Conditional probability is a key concept in probability theory that expresses the likelihood of an event occurring given that another event has already occurred. Imagine it's raining, and you want to know the chance of seeing a rainbow. The probability of seeing a rainbow given that it's raining is an example of conditional probability. It's expressed as \( P(A \mid B) \), where \( A \) and \( B \) are events, and it's calculated by the formula \( P(A \mid B) = \frac{P(A \cap B)}{P(B)} \).
In the given exercise, the conditional probability \( P(A \mid B) = \frac{1}{2} \) means that, if event \( B \) has occurred, the probability that \( A \) will occur is \( 50\% \). Understanding conditional probability helps in breaking down complex probability scenarios into more manageable pieces.

Joint probability refers to the probability of two events occurring together, symbolized as \( P(A \cap B) \). This concept is crucial when you need to determine the probability of two or more events happening at the same time.
For instance, consider tossing two coins and finding the probability of both landing heads. This scenario involves joint probability, denoted as \( P(A \cap B) = P(A) \times P(B) \) if the events are independent.
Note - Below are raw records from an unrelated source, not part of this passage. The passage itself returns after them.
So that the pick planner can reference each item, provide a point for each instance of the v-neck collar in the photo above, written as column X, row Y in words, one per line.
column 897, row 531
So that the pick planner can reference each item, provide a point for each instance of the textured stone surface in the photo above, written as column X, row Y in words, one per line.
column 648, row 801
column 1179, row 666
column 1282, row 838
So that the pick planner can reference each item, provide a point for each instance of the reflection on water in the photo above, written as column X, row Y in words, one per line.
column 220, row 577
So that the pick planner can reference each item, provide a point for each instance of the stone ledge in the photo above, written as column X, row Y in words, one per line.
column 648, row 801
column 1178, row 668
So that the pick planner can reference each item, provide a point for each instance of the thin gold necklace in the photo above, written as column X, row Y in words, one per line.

In the exercise, we have already calculated the joint probability \( P(A \cap B) = \frac{1}{6} \) using the conditional probability formula. Practically, this suggests that the chance of both events \( A \) and \( B \) occurring is \( \frac{1}{6} \), or about \( 16.67\% \). Joint probability enables us to understand how events interplay and affect their combined outcome.
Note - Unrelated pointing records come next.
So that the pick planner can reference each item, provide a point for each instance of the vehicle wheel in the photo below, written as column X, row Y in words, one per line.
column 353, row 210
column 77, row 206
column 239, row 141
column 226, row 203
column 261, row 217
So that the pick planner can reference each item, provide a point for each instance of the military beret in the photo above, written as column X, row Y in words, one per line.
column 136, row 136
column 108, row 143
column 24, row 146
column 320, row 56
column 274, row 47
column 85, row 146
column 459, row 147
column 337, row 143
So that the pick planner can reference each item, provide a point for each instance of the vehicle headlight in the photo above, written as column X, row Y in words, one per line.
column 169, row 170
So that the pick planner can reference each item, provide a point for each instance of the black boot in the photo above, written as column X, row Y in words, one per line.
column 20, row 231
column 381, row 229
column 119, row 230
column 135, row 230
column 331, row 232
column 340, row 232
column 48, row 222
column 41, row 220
Understanding events in probability is foundational to grasping more complex concepts like joint and conditional probabilities. An 'event' in probability is essentially a set of outcomes from an experiment.
For example, consider rolling a die. Rolling an even number, such as \( \{2, 4, 6\} \), is an event. Events can be independent, dependent, mutually exclusive, or inclusive, affecting how their probabilities are calculated.
In our exercise, we define events \( A \) and \( B \), where knowing some probabilities, such as \( P(A) = \frac{1}{4} \), helps build the framework to solve for unknowns like \( P(B) \).
Recognizing the type and nature of events is crucial for correctly applying probability rules, such as conditional probability, ensuring accurate calculations and deeper comprehension of probability scenarios.